MRI = M agnetic R esonance I maging
This imaging technique uses powerful magnets to detect magnetic molecules within the body. These can be endogenous molecules or magnetic substances injected into a vein.
fMRI = Functional Magnetic Resonance Imaging
fMRI exploits the changes in the magnetic properties of hemoglobin as it carries oxygen. Activation of a part of the brain increases oxygen levels there increasing the ratio of oxyhemoglobin to deoxyhemoglobin.
The probable mechanism:
- The increased demand for neurotransmitters must be met by increased production of ATP.

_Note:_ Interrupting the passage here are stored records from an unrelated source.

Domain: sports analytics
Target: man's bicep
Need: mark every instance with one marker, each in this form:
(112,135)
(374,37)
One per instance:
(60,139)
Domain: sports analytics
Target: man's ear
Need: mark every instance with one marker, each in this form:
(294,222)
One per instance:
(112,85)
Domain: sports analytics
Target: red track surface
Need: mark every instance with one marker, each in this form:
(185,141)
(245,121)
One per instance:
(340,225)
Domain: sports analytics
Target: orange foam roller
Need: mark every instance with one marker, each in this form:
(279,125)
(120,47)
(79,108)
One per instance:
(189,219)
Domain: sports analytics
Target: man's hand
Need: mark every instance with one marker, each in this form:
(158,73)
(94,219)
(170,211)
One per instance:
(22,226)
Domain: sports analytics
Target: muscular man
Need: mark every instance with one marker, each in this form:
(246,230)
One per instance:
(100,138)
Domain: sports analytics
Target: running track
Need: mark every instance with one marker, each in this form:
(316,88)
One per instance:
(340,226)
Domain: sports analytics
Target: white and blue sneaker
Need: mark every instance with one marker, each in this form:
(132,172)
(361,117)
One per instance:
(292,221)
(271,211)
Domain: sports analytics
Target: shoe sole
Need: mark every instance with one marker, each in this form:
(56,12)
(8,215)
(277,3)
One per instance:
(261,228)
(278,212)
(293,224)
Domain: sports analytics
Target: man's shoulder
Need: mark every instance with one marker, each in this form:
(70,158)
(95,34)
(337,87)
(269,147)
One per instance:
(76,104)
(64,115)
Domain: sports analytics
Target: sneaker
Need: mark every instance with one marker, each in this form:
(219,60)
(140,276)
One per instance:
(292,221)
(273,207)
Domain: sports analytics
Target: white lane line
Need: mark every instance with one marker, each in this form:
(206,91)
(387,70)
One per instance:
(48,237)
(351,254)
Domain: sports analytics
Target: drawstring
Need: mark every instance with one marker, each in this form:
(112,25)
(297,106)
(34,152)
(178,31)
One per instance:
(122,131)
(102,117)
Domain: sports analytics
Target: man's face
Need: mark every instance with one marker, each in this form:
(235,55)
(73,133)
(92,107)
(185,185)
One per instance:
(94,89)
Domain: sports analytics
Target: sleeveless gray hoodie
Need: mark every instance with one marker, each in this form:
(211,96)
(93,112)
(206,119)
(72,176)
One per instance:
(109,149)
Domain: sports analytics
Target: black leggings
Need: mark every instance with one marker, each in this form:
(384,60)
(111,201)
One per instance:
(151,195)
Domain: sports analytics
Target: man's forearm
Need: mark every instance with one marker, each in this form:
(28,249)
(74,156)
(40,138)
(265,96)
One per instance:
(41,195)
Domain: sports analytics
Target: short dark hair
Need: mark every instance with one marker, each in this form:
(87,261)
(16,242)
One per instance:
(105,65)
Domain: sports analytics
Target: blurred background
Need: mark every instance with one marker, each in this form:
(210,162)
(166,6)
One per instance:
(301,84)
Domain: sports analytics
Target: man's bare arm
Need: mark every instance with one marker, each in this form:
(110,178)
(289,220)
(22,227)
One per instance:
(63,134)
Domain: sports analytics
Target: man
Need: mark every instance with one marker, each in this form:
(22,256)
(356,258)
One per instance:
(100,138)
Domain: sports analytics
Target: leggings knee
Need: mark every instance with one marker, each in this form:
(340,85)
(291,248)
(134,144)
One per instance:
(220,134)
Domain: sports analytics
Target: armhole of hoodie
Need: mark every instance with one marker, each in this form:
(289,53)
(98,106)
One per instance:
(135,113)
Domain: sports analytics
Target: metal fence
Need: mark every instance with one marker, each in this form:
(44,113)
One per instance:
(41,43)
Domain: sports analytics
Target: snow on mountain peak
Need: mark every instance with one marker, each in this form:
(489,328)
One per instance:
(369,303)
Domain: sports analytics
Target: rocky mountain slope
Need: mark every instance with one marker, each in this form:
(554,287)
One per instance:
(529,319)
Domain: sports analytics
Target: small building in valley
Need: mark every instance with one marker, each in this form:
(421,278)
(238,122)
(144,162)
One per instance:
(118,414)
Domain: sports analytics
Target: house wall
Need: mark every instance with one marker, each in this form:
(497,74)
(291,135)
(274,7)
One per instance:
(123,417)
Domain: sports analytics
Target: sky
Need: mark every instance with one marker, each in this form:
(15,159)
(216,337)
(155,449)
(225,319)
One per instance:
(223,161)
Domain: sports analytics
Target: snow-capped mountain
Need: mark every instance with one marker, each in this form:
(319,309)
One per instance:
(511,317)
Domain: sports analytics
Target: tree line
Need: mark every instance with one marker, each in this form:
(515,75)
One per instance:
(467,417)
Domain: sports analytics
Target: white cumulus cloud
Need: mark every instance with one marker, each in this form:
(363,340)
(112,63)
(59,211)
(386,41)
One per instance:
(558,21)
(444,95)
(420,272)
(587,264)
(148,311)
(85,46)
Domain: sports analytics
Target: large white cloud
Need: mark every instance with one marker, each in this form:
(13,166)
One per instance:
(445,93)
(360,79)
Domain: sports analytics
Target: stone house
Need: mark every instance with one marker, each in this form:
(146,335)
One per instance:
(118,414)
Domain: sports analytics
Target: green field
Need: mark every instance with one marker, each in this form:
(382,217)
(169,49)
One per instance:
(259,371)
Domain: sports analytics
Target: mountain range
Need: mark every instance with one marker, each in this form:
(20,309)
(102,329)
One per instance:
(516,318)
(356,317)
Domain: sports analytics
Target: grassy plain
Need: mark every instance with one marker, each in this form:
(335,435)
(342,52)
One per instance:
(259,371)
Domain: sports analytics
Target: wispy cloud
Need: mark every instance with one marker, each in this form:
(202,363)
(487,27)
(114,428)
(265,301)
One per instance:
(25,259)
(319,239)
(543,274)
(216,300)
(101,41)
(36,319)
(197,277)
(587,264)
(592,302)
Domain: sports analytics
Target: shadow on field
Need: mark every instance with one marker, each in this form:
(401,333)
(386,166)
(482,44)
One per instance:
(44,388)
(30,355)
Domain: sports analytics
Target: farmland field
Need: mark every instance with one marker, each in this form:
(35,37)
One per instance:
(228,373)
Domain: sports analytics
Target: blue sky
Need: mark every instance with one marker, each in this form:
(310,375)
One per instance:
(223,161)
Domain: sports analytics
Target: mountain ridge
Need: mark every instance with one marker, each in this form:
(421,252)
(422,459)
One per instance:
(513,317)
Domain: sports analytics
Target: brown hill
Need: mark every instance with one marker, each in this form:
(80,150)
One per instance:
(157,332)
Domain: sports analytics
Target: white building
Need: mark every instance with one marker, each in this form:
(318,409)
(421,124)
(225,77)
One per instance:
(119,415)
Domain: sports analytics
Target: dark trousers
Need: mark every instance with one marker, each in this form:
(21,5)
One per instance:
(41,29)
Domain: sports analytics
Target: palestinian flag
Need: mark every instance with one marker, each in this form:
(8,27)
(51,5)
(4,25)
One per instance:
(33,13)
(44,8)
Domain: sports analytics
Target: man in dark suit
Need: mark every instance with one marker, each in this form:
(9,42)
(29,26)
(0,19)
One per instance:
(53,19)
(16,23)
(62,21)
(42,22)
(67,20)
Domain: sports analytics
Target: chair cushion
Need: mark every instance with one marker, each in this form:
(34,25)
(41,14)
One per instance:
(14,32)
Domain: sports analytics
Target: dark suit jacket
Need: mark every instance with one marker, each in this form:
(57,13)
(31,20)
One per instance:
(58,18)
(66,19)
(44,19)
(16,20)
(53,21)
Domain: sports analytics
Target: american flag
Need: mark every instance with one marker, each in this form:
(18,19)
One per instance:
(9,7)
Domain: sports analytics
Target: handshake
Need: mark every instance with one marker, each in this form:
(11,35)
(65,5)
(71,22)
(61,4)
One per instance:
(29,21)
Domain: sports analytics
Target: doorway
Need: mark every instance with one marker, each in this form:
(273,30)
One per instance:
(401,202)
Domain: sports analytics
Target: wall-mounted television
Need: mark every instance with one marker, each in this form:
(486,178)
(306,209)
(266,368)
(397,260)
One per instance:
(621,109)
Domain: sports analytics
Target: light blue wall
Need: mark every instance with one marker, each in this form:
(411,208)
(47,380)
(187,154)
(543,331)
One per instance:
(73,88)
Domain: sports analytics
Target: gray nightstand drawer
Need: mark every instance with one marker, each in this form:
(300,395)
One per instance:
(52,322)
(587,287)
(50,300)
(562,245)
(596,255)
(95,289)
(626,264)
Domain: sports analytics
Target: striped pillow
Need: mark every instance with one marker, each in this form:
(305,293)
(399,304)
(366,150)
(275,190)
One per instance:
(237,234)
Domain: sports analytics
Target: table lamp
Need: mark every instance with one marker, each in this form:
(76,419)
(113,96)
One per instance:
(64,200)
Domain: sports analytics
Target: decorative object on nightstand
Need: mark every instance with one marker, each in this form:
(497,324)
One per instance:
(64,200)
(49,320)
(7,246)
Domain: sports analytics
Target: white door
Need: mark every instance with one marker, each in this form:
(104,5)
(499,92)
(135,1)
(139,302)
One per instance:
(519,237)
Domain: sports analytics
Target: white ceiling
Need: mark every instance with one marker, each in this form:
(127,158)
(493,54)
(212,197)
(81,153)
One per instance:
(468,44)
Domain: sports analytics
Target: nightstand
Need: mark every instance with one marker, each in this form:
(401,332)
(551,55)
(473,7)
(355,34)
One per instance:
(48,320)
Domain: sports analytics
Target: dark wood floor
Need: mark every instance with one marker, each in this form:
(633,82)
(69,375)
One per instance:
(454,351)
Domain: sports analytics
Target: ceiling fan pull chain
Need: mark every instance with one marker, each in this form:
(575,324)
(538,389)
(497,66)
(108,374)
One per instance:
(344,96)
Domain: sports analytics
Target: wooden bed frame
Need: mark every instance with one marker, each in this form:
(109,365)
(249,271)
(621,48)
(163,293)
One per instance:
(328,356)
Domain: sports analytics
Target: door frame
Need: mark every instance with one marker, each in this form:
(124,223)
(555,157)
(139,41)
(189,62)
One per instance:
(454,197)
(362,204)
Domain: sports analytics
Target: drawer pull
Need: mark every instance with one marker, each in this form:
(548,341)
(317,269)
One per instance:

- Although this consumes oxygen (needed for cellular respiration),
- it also increases the blood flow to the area.
- So there is an increase and not a decrease in the oxygen supply to the region, which provides the signal detected by fMRI.
MEG detects the tiny magnetic fields created as individual neurons "fire" within the brain. It can pinpoint the active region with a millimeter, and can follow the movement of brain activity as it travels from region to region within the brain. MEG is noninvasive requiring only that the subject's head lie within a helmet containing the magnetic sensors.